Enjoy the Khao Neow Ma Muang while it's still warm or at room temperature.

Note: This recipe serves as a basic guideline, and you can adjust the sweetness or coconut flavor according to your taste. Some variations may also include adding a pandan leaf to the rice while steaming for an aromatic touch.

conclusion

Finally, exploring Bangkok's vibrant street food scene is an essential part of any visit to this bustling city. From the mouth-watering hoi tod (oyster omelet) to the succulent pla mok yang (grilled squid), to the spicy and flavorful tom yum gong (Thai spicy shrimp soup) with grilled prawns and the classic Pad Thai (Thai stir-fried noodles). ) up to. There is a diverse array of dishes to tantalize your taste buds.

These recipes allow you to recreate the authentic flavors of Bangkok's street food in your own kitchen.
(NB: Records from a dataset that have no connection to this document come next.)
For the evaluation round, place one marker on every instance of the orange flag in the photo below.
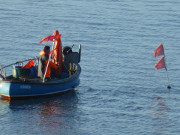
(48, 38)
(159, 51)
(160, 64)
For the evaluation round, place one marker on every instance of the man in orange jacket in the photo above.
(57, 52)
(43, 61)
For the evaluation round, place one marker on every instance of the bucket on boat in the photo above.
(18, 71)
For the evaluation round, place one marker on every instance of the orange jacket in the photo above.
(50, 66)
(57, 51)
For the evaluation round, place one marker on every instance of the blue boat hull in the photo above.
(24, 89)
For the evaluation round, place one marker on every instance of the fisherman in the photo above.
(43, 63)
(57, 53)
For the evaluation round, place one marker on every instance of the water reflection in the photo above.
(160, 121)
(49, 115)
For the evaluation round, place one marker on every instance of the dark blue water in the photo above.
(120, 92)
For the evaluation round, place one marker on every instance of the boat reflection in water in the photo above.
(50, 115)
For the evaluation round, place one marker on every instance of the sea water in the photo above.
(120, 92)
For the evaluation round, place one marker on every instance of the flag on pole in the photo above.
(159, 51)
(160, 64)
(48, 38)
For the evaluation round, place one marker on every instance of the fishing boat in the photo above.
(22, 84)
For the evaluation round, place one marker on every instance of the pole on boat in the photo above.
(162, 62)
(169, 87)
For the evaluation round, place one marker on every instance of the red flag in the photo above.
(159, 51)
(48, 38)
(160, 64)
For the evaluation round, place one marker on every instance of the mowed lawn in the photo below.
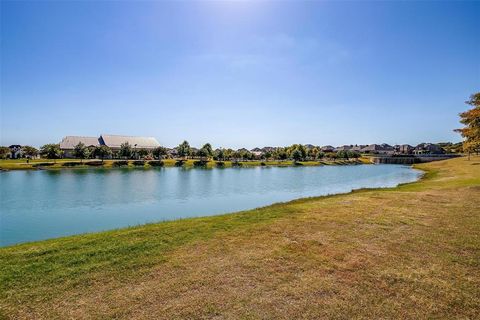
(408, 252)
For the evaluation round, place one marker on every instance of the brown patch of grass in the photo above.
(408, 252)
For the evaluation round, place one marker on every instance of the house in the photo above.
(327, 148)
(357, 148)
(404, 149)
(15, 151)
(68, 144)
(257, 152)
(343, 148)
(378, 149)
(114, 142)
(428, 148)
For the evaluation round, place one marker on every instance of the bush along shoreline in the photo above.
(55, 164)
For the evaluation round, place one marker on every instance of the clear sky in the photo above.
(238, 74)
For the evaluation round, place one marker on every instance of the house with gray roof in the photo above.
(378, 149)
(327, 148)
(114, 142)
(68, 143)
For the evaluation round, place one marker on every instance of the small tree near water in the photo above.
(51, 151)
(80, 151)
(102, 152)
(471, 120)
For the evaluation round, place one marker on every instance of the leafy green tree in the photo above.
(4, 152)
(471, 120)
(237, 155)
(125, 150)
(296, 155)
(268, 155)
(206, 151)
(160, 152)
(281, 154)
(143, 153)
(29, 151)
(228, 154)
(51, 151)
(320, 155)
(102, 152)
(247, 155)
(312, 153)
(300, 148)
(183, 149)
(80, 151)
(219, 154)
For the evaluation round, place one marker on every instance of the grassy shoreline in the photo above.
(50, 164)
(405, 252)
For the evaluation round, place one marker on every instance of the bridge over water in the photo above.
(410, 158)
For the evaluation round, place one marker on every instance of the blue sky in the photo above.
(238, 74)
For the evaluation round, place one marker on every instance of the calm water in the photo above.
(45, 204)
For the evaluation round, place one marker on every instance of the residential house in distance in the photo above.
(357, 148)
(378, 149)
(15, 151)
(343, 148)
(428, 148)
(68, 144)
(114, 142)
(257, 152)
(404, 149)
(327, 148)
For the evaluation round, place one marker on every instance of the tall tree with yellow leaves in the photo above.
(471, 120)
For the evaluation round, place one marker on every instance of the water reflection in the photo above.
(50, 203)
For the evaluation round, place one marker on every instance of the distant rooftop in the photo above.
(69, 142)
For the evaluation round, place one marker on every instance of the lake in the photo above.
(44, 204)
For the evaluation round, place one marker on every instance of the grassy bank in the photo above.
(406, 252)
(22, 164)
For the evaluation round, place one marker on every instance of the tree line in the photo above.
(184, 151)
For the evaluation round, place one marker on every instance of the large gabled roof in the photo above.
(115, 141)
(69, 142)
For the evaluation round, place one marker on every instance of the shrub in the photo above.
(120, 163)
(179, 163)
(200, 163)
(71, 164)
(43, 164)
(94, 163)
(156, 163)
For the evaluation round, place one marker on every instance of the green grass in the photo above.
(406, 252)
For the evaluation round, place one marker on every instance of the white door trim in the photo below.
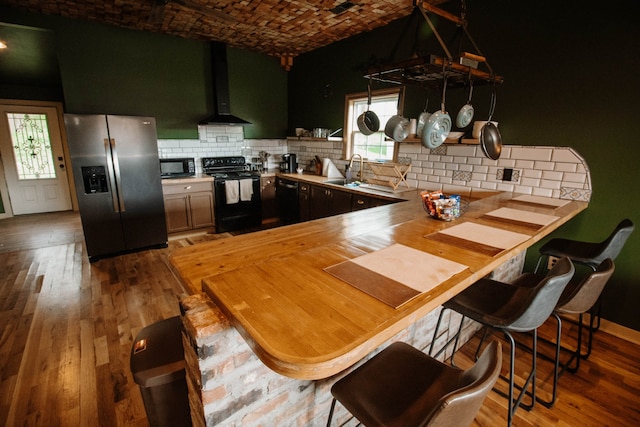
(60, 115)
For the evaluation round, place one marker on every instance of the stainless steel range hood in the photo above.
(221, 95)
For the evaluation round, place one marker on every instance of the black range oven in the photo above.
(237, 202)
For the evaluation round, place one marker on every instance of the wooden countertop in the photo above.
(303, 322)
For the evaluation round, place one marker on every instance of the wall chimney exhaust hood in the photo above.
(221, 96)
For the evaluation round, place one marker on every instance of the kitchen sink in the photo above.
(336, 181)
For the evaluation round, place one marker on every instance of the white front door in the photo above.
(33, 159)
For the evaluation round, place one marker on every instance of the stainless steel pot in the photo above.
(439, 124)
(465, 115)
(368, 122)
(398, 127)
Whether you're a seafood lover or crave a balance of spicy and spicy flavors, these recipes have got you covered. Don't forget to try the chili lime tequila shot for an extra kick of excitement!

And to end your culinary journey on a sweet note, enjoy the delightful Khao Niu Ma Muang (Mango Sticky Rice), a beloved Thai dessert made with the flavors of sweet sticky rice, ripe mangoes, and a creamy coconut sauce. Combines perfectly.

By trying these recipes, you can bring a taste of Bangkok's bustling street food culture to your dinner table. So gather your ingredients, cook, and enjoy the vibrant and delicious flavors of Thai street food at home.